It's no problem at all Darrel, glad it was a nice distraction.

I work from home and still not figured out how to stop myself being distracted by everything


----------



## hypnogogia (17 Jul 2020)

dw1305 said:


> I don't want to speak ill of fellow members, but @Geoffrey Rea is a .........SPSS user.


SPSS is cool software.


----------



## dw1305 (17 Jul 2020)

Hi all, 





hypnogogia said:


> SPSS is cool software.


Yes, but expensive. I would now be extremely <"reluctant to use SPSS">, or advise any-one else to use it, when <"R"> is available.

There are a number of open-source  packages, based on "R", that more closely replicate the look of SPSS.  We've tried <"BlueSky"> and <"Jamovi">, but I'm hoping we are going to move over entirely to <"RStudio"> and the <"Tidyverse">.

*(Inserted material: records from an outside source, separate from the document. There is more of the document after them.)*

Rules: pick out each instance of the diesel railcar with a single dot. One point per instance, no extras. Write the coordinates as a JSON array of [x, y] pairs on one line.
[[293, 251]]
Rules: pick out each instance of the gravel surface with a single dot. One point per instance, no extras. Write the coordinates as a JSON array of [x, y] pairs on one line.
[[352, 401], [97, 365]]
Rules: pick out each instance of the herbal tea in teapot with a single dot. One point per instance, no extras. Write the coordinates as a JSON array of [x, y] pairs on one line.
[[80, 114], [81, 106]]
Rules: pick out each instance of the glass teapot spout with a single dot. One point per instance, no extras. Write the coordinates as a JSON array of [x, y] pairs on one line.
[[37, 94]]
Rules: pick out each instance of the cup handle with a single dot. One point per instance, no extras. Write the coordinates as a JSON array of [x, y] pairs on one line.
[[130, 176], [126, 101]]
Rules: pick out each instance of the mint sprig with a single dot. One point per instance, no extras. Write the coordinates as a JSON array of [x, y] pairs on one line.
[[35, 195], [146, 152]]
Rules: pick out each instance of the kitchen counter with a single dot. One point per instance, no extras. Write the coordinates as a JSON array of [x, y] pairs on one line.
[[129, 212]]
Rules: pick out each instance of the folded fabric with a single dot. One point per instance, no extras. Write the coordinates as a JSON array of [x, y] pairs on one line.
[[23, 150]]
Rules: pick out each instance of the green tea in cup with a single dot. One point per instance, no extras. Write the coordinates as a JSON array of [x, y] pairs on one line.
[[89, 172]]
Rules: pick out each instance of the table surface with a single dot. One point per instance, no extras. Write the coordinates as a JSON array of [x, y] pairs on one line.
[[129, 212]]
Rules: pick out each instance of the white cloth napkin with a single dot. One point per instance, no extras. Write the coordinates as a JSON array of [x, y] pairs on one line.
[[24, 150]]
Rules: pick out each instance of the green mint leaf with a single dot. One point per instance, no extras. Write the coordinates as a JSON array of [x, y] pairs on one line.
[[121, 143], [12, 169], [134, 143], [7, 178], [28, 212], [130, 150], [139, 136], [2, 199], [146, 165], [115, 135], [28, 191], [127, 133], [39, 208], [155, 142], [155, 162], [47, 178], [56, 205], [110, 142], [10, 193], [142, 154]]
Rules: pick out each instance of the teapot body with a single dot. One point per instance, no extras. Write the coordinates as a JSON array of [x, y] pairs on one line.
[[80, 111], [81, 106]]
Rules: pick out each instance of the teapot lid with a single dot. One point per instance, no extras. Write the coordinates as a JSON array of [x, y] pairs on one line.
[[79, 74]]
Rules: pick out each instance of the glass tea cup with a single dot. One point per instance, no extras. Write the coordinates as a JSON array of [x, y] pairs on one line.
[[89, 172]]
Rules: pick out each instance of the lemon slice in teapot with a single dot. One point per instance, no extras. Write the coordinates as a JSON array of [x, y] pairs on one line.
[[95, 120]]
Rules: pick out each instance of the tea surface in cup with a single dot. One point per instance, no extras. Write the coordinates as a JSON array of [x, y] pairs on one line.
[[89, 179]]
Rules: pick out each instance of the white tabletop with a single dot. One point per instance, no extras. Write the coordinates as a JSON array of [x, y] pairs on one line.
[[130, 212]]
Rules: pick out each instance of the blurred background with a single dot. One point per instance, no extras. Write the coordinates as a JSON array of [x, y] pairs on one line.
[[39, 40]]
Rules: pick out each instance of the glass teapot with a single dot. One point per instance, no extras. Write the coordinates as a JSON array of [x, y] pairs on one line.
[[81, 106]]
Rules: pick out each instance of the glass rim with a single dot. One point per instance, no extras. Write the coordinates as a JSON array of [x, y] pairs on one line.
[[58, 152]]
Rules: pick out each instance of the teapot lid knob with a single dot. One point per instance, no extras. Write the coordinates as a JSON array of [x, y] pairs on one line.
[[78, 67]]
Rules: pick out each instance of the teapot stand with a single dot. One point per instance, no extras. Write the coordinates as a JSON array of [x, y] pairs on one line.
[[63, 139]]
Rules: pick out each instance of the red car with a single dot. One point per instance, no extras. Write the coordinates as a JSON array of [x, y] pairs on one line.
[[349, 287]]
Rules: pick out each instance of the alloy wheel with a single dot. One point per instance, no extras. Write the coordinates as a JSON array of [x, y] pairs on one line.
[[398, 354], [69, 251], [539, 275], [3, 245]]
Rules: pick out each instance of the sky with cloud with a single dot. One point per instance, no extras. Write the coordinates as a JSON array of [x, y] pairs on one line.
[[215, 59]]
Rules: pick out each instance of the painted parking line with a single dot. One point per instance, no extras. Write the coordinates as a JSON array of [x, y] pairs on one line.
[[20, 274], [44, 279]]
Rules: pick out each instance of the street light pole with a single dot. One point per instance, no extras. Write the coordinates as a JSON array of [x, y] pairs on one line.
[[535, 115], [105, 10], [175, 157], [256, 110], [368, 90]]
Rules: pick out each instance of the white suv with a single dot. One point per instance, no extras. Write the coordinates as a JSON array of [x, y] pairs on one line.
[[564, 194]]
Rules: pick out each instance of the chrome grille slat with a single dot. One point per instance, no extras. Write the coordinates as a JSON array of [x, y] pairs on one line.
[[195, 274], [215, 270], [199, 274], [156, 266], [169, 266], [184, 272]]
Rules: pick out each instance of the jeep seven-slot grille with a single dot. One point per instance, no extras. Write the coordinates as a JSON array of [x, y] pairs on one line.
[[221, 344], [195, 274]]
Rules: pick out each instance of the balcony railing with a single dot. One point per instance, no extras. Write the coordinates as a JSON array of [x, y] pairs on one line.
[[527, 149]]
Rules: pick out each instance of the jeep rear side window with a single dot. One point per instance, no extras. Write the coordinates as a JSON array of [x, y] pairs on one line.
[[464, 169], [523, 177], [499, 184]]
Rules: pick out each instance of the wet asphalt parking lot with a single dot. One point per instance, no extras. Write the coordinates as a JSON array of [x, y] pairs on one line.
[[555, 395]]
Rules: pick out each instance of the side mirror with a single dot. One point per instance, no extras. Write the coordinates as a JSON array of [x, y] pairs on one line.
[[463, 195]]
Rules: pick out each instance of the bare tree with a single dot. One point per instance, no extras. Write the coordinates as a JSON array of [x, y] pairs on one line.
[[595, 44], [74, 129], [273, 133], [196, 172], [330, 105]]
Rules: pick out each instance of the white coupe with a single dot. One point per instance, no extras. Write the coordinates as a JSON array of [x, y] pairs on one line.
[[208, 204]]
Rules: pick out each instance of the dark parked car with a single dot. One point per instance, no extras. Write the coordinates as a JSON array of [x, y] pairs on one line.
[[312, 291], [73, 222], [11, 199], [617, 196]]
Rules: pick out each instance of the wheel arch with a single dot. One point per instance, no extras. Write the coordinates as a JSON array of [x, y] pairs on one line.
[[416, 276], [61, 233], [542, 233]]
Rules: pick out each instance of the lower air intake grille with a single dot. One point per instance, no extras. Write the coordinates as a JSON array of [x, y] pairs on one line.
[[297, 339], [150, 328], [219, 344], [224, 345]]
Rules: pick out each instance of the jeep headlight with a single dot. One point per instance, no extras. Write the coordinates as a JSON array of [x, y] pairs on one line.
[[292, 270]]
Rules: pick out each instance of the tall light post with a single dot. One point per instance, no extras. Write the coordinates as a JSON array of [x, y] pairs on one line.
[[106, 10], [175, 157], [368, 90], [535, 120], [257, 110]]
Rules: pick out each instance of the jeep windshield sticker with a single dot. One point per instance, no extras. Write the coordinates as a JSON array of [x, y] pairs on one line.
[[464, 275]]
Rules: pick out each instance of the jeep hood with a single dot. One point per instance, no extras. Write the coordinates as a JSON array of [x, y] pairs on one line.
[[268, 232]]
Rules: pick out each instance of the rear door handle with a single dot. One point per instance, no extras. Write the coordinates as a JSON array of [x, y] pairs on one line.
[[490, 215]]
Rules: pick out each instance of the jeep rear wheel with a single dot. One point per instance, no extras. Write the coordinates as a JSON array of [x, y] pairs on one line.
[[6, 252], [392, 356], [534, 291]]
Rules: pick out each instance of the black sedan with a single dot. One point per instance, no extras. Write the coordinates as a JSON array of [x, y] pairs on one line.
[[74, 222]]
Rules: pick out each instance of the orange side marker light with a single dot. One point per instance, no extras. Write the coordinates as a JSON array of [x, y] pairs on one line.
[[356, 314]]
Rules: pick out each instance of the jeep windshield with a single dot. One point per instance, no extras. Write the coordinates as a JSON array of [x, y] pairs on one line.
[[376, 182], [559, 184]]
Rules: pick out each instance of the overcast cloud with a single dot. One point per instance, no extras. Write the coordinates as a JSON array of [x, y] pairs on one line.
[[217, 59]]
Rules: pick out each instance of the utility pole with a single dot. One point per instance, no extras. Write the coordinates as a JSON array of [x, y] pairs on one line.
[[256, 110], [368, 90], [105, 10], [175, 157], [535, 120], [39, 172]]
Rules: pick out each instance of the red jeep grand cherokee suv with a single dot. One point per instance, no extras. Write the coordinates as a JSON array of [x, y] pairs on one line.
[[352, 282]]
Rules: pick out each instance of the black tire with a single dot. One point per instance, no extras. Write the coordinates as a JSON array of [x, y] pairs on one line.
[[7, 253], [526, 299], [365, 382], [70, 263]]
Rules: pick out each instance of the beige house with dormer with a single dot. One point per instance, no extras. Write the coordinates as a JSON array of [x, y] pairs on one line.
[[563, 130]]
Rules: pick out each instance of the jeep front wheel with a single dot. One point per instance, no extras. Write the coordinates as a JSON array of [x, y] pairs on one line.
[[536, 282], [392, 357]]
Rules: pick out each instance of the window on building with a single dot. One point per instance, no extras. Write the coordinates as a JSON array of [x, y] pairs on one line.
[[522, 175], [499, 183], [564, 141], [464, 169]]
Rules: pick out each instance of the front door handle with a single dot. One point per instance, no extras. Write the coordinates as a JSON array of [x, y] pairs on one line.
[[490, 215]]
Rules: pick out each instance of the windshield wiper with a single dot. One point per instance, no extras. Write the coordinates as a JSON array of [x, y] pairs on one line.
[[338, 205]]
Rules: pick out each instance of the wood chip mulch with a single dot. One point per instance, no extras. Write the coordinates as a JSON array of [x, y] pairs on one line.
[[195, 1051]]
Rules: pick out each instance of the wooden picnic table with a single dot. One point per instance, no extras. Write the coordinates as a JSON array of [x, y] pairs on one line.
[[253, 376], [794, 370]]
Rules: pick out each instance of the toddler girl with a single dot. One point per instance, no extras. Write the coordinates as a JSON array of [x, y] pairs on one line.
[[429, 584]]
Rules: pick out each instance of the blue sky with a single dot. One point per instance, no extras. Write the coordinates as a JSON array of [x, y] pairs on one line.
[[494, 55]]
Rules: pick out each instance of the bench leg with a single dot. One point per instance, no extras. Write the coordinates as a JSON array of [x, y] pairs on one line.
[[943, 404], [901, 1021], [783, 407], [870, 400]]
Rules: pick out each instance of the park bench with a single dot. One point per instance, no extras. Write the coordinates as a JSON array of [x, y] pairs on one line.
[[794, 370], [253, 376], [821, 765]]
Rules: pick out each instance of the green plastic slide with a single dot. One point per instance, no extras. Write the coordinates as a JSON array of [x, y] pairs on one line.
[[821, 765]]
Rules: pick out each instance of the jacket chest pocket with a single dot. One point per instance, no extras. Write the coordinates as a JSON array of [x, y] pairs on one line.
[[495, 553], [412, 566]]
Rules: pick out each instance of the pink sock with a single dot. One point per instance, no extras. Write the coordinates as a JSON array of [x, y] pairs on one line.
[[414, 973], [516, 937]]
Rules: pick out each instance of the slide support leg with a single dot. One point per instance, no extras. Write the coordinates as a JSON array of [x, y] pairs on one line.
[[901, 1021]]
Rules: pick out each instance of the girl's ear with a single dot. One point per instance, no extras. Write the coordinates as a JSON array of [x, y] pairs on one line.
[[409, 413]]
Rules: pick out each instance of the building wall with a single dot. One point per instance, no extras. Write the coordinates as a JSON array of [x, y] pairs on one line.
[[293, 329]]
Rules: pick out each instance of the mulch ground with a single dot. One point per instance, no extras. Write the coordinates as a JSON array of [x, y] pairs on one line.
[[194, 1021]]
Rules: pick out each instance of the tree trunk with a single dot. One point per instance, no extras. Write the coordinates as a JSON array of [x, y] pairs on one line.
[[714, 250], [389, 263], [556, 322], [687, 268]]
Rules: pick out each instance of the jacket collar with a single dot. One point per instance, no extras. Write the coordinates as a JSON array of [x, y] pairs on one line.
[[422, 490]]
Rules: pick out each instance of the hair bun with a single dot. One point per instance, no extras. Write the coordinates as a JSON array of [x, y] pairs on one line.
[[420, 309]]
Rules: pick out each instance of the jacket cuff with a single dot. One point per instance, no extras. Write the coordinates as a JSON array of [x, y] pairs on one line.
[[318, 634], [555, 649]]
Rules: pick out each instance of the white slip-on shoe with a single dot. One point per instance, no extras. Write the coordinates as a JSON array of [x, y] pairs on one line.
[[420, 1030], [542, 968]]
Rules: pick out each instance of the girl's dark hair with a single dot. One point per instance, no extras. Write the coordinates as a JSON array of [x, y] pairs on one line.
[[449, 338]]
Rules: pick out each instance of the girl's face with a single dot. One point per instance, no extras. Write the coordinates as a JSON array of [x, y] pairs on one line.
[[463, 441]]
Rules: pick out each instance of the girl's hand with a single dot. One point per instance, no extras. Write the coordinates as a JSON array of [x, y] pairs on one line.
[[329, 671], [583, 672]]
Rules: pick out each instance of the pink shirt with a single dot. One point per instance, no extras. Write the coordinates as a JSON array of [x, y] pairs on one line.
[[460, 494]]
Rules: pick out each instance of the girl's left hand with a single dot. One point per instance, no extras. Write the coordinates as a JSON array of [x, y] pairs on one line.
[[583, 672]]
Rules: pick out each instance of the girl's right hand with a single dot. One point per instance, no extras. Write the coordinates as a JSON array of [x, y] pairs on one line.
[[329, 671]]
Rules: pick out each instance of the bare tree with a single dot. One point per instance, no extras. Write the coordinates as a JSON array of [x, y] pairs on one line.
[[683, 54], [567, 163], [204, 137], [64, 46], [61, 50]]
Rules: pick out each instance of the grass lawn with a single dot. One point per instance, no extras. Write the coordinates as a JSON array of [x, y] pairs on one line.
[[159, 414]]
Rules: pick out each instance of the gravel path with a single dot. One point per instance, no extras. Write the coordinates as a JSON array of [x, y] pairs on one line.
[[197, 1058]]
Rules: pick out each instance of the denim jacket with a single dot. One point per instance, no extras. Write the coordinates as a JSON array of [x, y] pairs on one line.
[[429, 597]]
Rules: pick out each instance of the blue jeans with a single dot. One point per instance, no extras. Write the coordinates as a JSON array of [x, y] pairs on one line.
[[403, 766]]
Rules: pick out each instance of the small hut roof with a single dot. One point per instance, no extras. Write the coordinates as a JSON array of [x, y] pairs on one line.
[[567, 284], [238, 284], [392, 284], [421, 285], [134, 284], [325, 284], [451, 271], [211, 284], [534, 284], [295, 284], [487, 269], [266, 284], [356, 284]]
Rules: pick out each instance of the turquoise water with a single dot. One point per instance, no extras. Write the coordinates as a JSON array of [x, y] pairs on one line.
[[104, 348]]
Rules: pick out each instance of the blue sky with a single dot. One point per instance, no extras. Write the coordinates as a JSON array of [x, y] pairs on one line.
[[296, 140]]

I usually start any data exploration with <"ggplot2">. Not very aquatic plant related, but I like <"Palmer Penguins"> as a start, have a look at the graphing options it just makes visualising multifactorial data so much easier, you can just slice and dice the data visualisation with ggplot2 .

cheers Darrel


----------



## hypnogogia (17 Jul 2020)

dw1305 said:


> Yes, but expensive


Yes it is, but it still seems to be the industry standard in my discipline and what all graduates, even now, have been taught on.  It's a shame that it is now part of IBM as there have been no real improvements that I can tell.  It just gets more memory hungry, slower and expensive each year.


----------



## dw1305 (17 Jul 2020)

Hi all, 





hypnogogia said:


> Yes it is, but it still seems to be the industry standard in my discipline and what all graduates, even now, have been taught on.  It's a shame that it is now part of IBM as there have been no real improvements that I can tell.  It just gets more memory hungry, slower and expensive each year.


I honestly think it is done, for the reasons you mention. The British Psychological Society no longer requires you use SPSS and my guess is that it is only a matter of time before most social scientists are R users. 

cheers Darrel


----------